Outlook: Newsletter of the Society of Behavorial Medicine

Winter 2023

The Current State and Future of Multiple Health Behavior Change: An Interview with Dr. Bonnie Spring

Jean M. Reading, PhD, Tyler B, Mason, PhD, Peter Giacobbi, PhD, Tammy Stump, PhD; Multiple Health Behavior Change and Multi-morbidities SIG

Dr. Jean Reading (left); Dr. Bonnie Spring (right)

The Multiple Health Behavior Change and Multi-morbidities (MHBCM) SIG is relatively new to SBM. We talked to Dr. Bonnie Spring, an esteemed professor at Northwestern University, to learn about the current state of MHBCM research and the future importance of our SIG.

Dr. Jean Reading:  What are some examples of important research contributions in MHBCM in the last 20 years?

Dr. Bonnie Spring: There have been certain practical issues that have needed to be tackled. One of which is because you're combining across multiple behaviors; each of which has its own metrics, just the question of how you quantify improvement across behaviors has been a huge issue. There have been various approaches proposed, and I don’t think there's a clear winner. But the fact that it's been tackled and there are options is a good thing. I think the other practical questions have had to do with just how many behaviors can people change at once? I don't think we have the answer to it yet, but we're getting closer. The other is related to the question of how many things can you change at once? Can you do this simultaneously? Or, is it better to do it sequentially? And there has been a fair amount of research on that. Not entirely consistent. But I have to say, I think that the evidence has moved in the direction of saying we can do an awful lot more simultaneously than we thought. On the issue of simultaneous versus sequential behavior change, I think the push towards pragmatism says simultaneous, because it's so much more efficient. I think let's not try to figure out for the next 10 years what the answer is to this, let's try to build something that can actually fit into systems and be scalable, usable, and practical.

JR: What are the pressing research issues for MHBCM, particularly when thinking about digital health?

BS: In one of our recent papers, we really hoped that we would find that a technology solution alone would be non-inferior to offering a coach because it's much less expensive. It wasn't non-inferior. There are people for whom it worked, about a third of the sample. But we don't know what that third is. Not only do we not know who that third is, but if we're wrong, we can't rescue people. We don't know what the step care options are that would fix this. So at a population level, we need a mix of treatments that are population scale, not all that costly, and we need to know who at the outset will benefit from them, who needs more, and in what sequence.

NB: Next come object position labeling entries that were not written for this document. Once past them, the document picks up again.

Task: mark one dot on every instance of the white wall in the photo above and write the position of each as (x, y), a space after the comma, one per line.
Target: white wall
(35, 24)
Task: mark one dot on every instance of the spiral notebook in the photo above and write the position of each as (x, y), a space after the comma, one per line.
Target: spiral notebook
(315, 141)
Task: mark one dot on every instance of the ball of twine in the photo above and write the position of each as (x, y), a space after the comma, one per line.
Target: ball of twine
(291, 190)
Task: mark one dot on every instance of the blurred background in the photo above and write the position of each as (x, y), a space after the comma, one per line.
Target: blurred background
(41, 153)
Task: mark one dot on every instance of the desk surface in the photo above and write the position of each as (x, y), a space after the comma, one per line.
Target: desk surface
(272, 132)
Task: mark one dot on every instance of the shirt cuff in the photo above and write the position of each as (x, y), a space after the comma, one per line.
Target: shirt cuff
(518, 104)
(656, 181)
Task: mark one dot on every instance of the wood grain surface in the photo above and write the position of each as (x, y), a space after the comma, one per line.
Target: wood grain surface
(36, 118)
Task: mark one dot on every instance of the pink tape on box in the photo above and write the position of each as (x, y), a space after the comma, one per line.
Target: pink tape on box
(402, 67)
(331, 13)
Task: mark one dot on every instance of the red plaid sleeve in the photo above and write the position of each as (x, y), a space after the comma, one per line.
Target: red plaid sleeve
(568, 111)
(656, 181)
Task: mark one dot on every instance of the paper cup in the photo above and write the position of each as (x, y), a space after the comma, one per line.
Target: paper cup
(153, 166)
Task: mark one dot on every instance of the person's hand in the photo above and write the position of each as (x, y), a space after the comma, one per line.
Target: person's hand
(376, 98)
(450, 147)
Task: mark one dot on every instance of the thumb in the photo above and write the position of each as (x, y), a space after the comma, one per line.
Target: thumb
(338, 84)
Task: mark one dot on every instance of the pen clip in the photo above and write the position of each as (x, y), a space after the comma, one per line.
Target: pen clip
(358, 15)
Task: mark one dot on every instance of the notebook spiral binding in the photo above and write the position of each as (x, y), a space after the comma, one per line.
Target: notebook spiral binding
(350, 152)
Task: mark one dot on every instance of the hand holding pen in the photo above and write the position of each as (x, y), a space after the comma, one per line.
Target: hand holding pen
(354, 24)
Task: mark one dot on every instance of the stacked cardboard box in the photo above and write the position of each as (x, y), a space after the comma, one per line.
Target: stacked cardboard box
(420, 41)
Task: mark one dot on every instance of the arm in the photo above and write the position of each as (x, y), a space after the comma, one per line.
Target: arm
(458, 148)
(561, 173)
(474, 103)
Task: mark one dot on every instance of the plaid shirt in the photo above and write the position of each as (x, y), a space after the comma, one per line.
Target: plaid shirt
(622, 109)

JR: Do you have any advice for students and early career researchers as they begin to establish a research program in MHBCM?

BS: I think one of the fundamental choices is whether they orient towards a public health approach or a clinical approach. They are quite different, and they both have real advantages. I came from a background in severe psychopathology, and so clinical was the arena that I was familiar with. I learned how to do intensive behavioral treatments. The concept that every clinical psychologist could sit in their office till doomsday and treat every person and we wouldn't have a dent is a very slow to dawn realization for a clinical psychologist. Another is the issue of cost and the importance of costs, particularly in a healthcare system like ours. When you talk about these issues with clinicians and physicians, they see cost as a trivial problem. They say, if you develop something and it works, somebody will find a way to pay for it. I don't think we have that luxury any longer. This is where the public health population approaches make a very important point and bring us down to reality. We need to be working at both ends: developing the expensive stuff for the people who really need it and giving people what they need, not less but also not more. This will spread resources across the population equitably.

JR: What activities or contributions would you like to see from the MHBCM SIG over the next couple of years?

BS: I think there's a lot of interface there that could be productive, which could mean strategically partnering with other SIGs on problems. There's a lot of overlap with the Optimization SIG. Many multiple health behavior change people have found those methods really valuable. Also, we tend to forget about theory. We tend to do one thing or another, and we need to recognize we can't be all things. But we do need to be addressing those issues of mechanism and why.